Heavenly Father, we thank You for Your Word and the truth it contains. May we read, mark, learn and inwardly digest all that You would teach us and that we grow in grace and knowledge of You so that we may not be ashamed when we stand before Your Throne, in Jesus name, we pray. Amen.
-Mary Ann Taylor

“Get you up to a high mountain, O Zion, herald of good tidings; lift up your voice with strength, O Jerusalem, herald of good tidings, lift it up, do not fear; say to the cities of Judah, ‘Here is your God!'”
-Isaiah 40:9
I believe that one of the metrics of a life well-lived is the number of “Zion” moments you experience. They can come anytime, and they most always (in my experience, anyway) come as a surprise — “surprised by joy” if you will.
For me, the hallmark of a Zion moment is when I experience something so profound that I want to stop the world just long enough to look at it from as many angles as possible and determine its placement in the scrapbook of my life — the one I plan to thumb through before I move on past mortality. The title of my scrapbook, in big gold letters, is “Glimpses of God.”
Lord, thank you for leading me up the mountain whenever I’m covered in dust. The world you show me is proof of your majesty, and of the mystery that awaits us all beyond it.

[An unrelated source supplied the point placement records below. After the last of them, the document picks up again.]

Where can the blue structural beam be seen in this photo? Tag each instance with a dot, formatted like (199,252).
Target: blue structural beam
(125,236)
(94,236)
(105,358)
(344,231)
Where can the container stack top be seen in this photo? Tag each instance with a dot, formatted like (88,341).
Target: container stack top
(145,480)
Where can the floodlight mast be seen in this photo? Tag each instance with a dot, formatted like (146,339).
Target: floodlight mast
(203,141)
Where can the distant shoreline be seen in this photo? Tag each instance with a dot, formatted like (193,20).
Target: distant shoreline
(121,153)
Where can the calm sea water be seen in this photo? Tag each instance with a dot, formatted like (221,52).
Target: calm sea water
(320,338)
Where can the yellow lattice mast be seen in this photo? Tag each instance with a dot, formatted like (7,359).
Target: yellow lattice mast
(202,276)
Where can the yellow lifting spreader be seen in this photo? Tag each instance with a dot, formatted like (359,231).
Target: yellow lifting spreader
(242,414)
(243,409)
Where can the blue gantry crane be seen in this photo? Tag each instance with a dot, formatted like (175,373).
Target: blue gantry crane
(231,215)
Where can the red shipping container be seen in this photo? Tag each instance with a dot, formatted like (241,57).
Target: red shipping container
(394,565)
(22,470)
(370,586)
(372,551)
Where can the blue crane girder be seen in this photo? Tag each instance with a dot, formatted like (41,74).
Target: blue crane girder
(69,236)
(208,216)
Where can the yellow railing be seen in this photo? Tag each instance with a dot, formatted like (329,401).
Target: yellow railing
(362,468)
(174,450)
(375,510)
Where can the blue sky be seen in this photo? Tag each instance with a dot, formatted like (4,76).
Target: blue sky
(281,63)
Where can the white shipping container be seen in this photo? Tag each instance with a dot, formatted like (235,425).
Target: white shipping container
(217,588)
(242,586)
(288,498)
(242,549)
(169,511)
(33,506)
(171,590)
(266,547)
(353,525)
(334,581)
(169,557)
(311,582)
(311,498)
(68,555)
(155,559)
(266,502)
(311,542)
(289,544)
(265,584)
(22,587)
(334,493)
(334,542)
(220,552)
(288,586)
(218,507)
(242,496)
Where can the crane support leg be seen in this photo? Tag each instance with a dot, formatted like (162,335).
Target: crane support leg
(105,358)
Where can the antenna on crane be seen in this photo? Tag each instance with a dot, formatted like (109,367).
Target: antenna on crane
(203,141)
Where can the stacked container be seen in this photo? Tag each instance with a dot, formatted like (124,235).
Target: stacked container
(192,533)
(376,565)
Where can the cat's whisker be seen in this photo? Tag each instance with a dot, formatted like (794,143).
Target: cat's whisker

Amen.
-Michael Boss

“Then the glory of the Lord shall be revealed, and all people shall see it together, for the mouth of the Lord has spoken.
-Isaiah 40:5
I cannot read this passage without hearing the magnificent choral music of Handel’s Messiah bursting forth: “And the glory, the glory of the Lord shall be reveal-ed …” As wonderful as Rock and Roll may be to the masses (of we “Boomers”), nothing sets my soul to soaring like the rip-roaring choral production of Handel’s music. It is without peer. Period (no pun intended).
Advent is a dark and dreary season, what with short days, gray and drizzly skies, blustery winds sending the few remaining unraked leaves to dancing in the corner of the yard like manic pixies high on pixie juice, and holiday music to jangle the few remaining nerves of parents and their perpetually home-schooled broods.
I need the high tones of the classics to lift me up, out, and away from the drudgeries of a pandemic life. I need those rich and solemn tones to remind me there is a God away and beyond myself – a God who is NOT content to remain at arm’s length away, but who seeks the warmth and safety of my own belly during these scary, dark days.
The glory of the Lord shall be revealed. And the scary part? It will not just be revealed to us. No, I believe God intends God’s glory to be revealed in us and through us and around us so that the world itself may see it. Not just “some” of the world, but ALL people. I think I’d better get busy getting that manger ready!
Dear God, you want the world to see your glory. You want the world to see your glory revealed in the weakness of human flesh. I am so NOT worthy to carry this honor, but not my will, but THINE be done. God, help me. Amen.